# 17 Gen 2 and Trigger Mods



## maxwaite (Jul 10, 2017)

Hello everyone,
I just got a new 17, and I'm making my build list. I got to the trigger and have found nothing compatible for a Gen 2. Is this because its so rare to find a Gen 2 trigger? Or is it the same as a Gen 3? Any help would be appreciated!


----------



## berettatoter (Sep 1, 2011)

maxwaite said:


> Hello everyone,
> I just got a new 17, and I'm making my build list. I got to the trigger and have found nothing compatible for a Gen 2. Is this because its so rare to find a Gen 2 trigger? Or is it the same as a Gen 3? Any help would be appreciated!
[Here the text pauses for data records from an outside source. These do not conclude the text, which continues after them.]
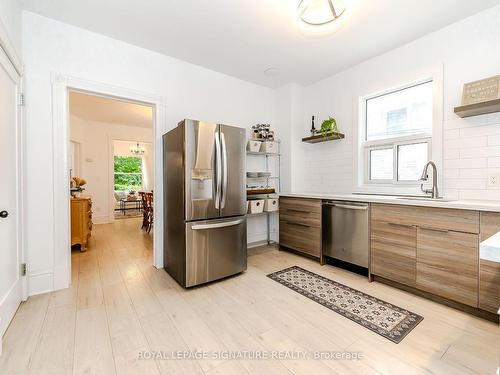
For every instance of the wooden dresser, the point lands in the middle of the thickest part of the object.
(81, 221)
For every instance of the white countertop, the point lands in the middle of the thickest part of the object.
(490, 248)
(492, 206)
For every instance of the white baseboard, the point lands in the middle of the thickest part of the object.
(61, 277)
(100, 219)
(8, 305)
(40, 282)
Check out this - glock.pro


----------



## JohnnyGlocks (Jul 26, 2017)

The trigger parts would be for a Gen 3 configuration. I build drop in trigger kits check out Johnny Glocks on you tube


----------



## Blackhawkman (Apr 9, 2014)

I just do the "25 cent" polish job on my Gen4 17 and installed a 3.5 lb trigger bar. I don't do any other customization as the Glocks shoot great out of the box. JMHO I just smooth everything up and it works. Look on You Tube for the 25 cent trigger job video before you spend money on custom parts. JMHO


----------